What do you give a man who has everything?
A crown? Moving swiftly on.
Today, His Royal Highness Charles, Prince of Wales, and heir apparent to the British throne (November 14) celebrates his 70th birthday and it must be a head-scratcher for those trying to buy him the perfect gift. If you’ve visited his Highgrove gardens, you’ll know he’s not really short of garden ornaments (other nations have gifted him sculptures etc) or plants. His hostas cover an area bigger than my whole garden.
Peering through his windows (as you do) it looks as if he’s okay for furniture and, judging by his public appearances, he’s not short of a suit and tie.
East Anglia - this is the place to find the sort of birthday present fit for a future king. And so, here are my top 10 choices of gifts for Prince Charles.

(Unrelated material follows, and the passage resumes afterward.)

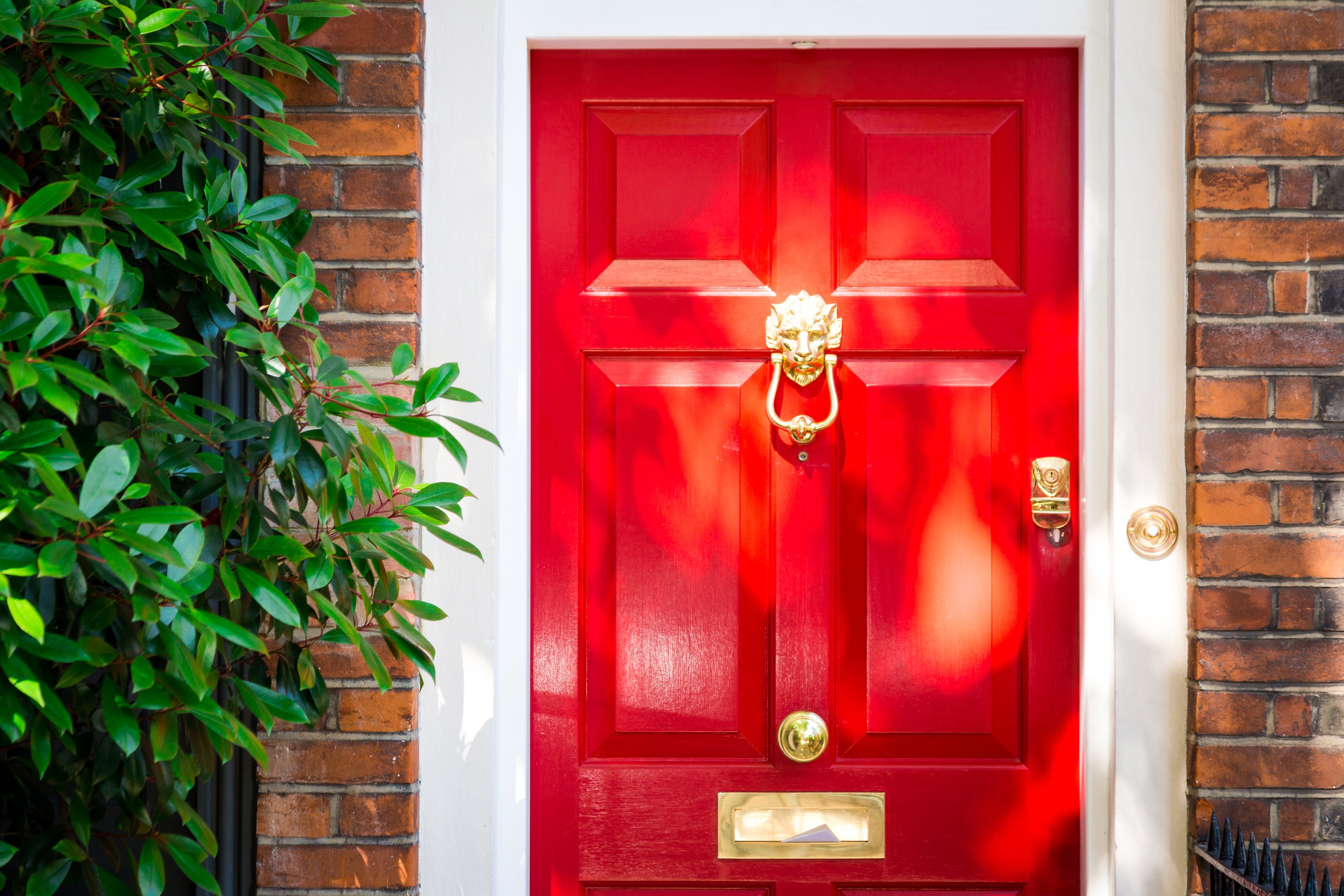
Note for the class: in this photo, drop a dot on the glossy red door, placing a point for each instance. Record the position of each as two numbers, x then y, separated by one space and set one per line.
696 577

1. A samphire bed: samphire, once a neglected river plant, is now de rigueur to eat with seafood. It can be bought from supermarkets but can sometimes be a bit woody. Much of it grows along the river shores of East Anglia and what could be better than creating a patch so that the Prince of Wales and Camilla, Duchess of Cornwall, can enjoy fresh samphire with their crab (see 4 below)
2. A car boot sale experience. I don’t know for sure that the Prince has never attended a car boot sale but there are some great ones in the region although not all of them keep going through the dark winter months.
3. A bag of old pennies to spend on Southwold pier. The amusement arcade on Southwold pier has a number of machines the prince might have encountered in his youth... if he ever had the opportunity to enjoy seaside fun like the working classes when he was a boy. If he didn’t then this pier is a great start; if he did, it will be a blast of nostalgia.
4. A year’s supply of Cromer crabs: Two a week (dressed, of course) for a calendar year - what could be nicer served with samphire from the Suffolk coast and a spoonful of saffron mayonnaise (using Essex-grown saffron). East Anglia on a plate.
5. A week on the Broads: It must be difficult for a busy royal to take time to “potter” but with the speed limit on the Broads, there is little option but to process in a leisurely fashion around some of Britain’s most glorious waterways with their abundant wildlife and welcoming hostelries. From a little ol’ boat (boot if you’re on the Norfolk Broads) to a stylish cruiser, the pace of life is no more than three, four, five or six miles per hour. Perfect for a 21st century prince.
6. A summer’s lease on a beach hut at Wells-Next-The-Sea or Felixstowe. Just 35 minutes from Sandringham House what could be better than a beach hut overlooking the perfect sands of the north Norfolk coast. A cup of Highgrove Prince of Wales blend tea and a Suffolk bacon sandwich, then slip on the royal trunks and head for the gently-lapping waves for a paddle.
7. An afternoon painting at Flatford. Prince Charles is known to love painting watercolours and where better to set up an easel than Flatford... perhaps taking up the exact same spot as John Constable when the Suffolk landscape artist painted The Hay Wain − albeit in oils. The county has the big skies the Prince likes and, although it may lack undulating hills, it does have spectacular horizons.
8. Adopt an animal at Colchester Zoo. There are a number of zoos in East Anglia but Colchester, perhaps, houses the biggest range of creatures. Maybe Astrid the rhino or Igor the Amur tiger might like to sport the Prince of Wales’ feathers on their enclosures.
9. Oysters from north Essex. A gift of a dozen native oysters from Mersea Island and champagne is a snip priced from £45.50. Being born in November means the Prince can eat oysters on his birthday (as there is an “r” in the month). They are also believed to have an aphrodisiac effect...
10. A day-long experience as a king taking Orford Castle from rebellious barons. What better for a king-in-waiting than to revisit royal history by leading his armies. This is the sort of experience modern kings will never have. The last king to do so was George II, in 1743, when he personally led his troops at the Battle of Dettingen, in Germany, during the War of the Austrian Succession. Orford last saw action when the French-led Barons took on King John in the 13th century. Naturally, this would be a re-creation, no one would be hurt.